En suggérant par l’usage de ses hors-champs et de non-dits autour de ses personnages, François Ozon traite ici du poids des rancœurs, étant donné l’héritage familial avec lequel doivent vivre une mère et sa fille. Cette dernière a d’ailleurs toujours vécu dans la honte de sa mère, n’ayant jamais réussi à lui pardonner ses choix passés, elle qui a pourtant tout fait pour offrir la meilleure vie possible à sa fille, peu en importe la manière. Il est donc également question ici de transmission manquée, d’actes manqués, lesquels se répercutent sur la relation conflictuelle et incomprise qu’entretiennent cette mère et sa fille, jusqu’à ce que les raisons de celle-ci ne viennent frapper à la porte du quotidien de son petit-fils...
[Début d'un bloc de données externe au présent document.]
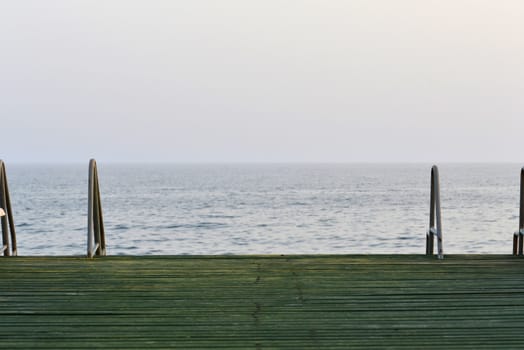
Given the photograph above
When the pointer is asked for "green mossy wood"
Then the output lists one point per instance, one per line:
(257, 302)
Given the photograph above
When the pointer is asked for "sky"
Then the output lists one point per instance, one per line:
(262, 81)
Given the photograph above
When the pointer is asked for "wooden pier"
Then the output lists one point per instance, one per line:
(262, 302)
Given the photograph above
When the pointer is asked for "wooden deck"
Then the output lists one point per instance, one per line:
(257, 302)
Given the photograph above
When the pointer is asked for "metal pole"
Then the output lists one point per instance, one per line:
(435, 229)
(95, 222)
(90, 233)
(518, 237)
(7, 221)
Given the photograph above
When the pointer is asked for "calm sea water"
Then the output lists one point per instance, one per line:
(265, 209)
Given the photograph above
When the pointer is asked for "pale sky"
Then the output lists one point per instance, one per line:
(262, 81)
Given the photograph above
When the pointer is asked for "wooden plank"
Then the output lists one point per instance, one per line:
(262, 302)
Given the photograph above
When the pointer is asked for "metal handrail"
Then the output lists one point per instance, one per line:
(7, 222)
(96, 241)
(518, 237)
(434, 215)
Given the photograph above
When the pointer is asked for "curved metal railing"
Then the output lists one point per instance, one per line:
(435, 221)
(96, 241)
(518, 237)
(6, 216)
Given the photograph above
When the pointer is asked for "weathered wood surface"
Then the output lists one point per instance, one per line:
(255, 302)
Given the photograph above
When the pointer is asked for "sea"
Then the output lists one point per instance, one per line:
(166, 209)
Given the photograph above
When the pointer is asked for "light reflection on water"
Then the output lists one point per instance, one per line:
(265, 209)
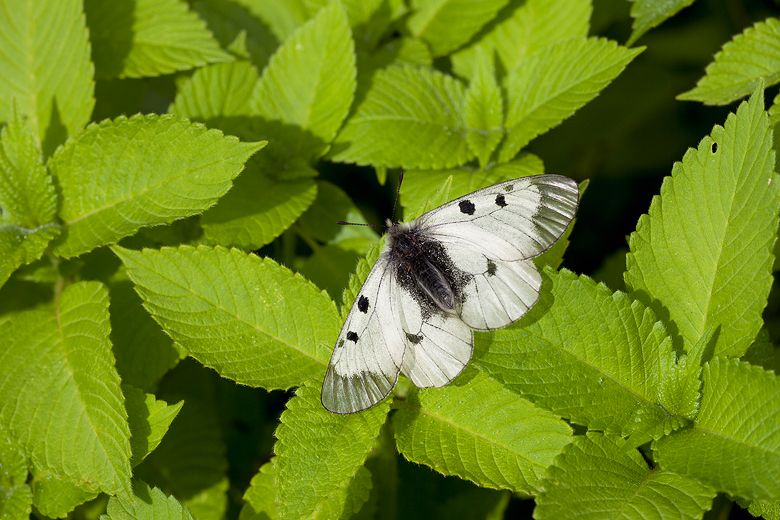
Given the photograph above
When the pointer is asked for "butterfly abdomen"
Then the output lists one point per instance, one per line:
(423, 268)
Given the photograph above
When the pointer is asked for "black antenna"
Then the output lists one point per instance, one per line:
(397, 194)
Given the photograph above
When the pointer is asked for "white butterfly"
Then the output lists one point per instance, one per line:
(465, 265)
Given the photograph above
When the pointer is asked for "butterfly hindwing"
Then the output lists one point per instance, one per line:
(439, 345)
(513, 220)
(369, 351)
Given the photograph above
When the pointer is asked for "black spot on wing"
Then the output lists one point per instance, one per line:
(491, 268)
(414, 338)
(467, 207)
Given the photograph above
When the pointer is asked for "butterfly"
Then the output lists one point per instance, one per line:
(466, 265)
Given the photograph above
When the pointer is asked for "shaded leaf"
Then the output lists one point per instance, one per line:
(596, 478)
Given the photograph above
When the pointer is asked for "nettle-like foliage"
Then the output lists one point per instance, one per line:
(126, 245)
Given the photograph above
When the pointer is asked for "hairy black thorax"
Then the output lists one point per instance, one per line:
(424, 269)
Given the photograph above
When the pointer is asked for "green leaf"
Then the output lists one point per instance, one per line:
(228, 20)
(331, 206)
(216, 92)
(27, 196)
(611, 353)
(248, 318)
(19, 246)
(15, 493)
(71, 381)
(484, 110)
(149, 421)
(733, 446)
(769, 510)
(348, 500)
(721, 201)
(552, 84)
(56, 497)
(329, 266)
(650, 13)
(282, 17)
(424, 494)
(260, 496)
(522, 28)
(740, 65)
(445, 25)
(190, 460)
(257, 210)
(596, 478)
(121, 175)
(310, 80)
(419, 184)
(369, 19)
(144, 353)
(478, 430)
(148, 38)
(46, 68)
(320, 453)
(404, 50)
(147, 503)
(409, 119)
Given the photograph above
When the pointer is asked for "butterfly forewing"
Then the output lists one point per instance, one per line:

Ambigu, le personnage d’Hélène Vincent, jamais trop explicite, entre dureté et fragilité, porte dès lors en lui un immense sentiment de culpabilité, paradoxalement rythmé par ses silences quotidiens, et vérités enfouies. Or, sans jamais juger ni se prononcer, François Ozon nous laisse justement maître de notre propre opinion sur ce personnage profondément seul, et complexe. Face à elle, Ludivine Sagnier - qui retrouve le cinéaste vingt ans après "Swimming Pool" (2003) - s’avère particulièrement troublante dans la peau d’une femme terne dont la vie lui échappe, rongée par ses démons. Or, si celle-ci peut paraître violente dans ses propos à l’égard de sa mère, c’est sans doute pour des raisons qui lui sont légitimes. Car François Ozon est suffisamment malin et empathique envers ses personnages pour nuancer leurs états d’âme. Ici, personne n’est donc blanc comme neige, en témoigne les couleurs tantôt lumineuses, tantôt ternes de l’automne et des feuilles qui tombent à même le sol, dans un film où ce sont finalement les fantômes des vivants qui aident (davantage que de leur vivant !) ces derniers à se reconstruire, et partir, à leur tour, en paix... Profond et touchant, "Quand Vient l’Automne" manque toutefois de consistance pour figurer parmi les incontournables de son auteur.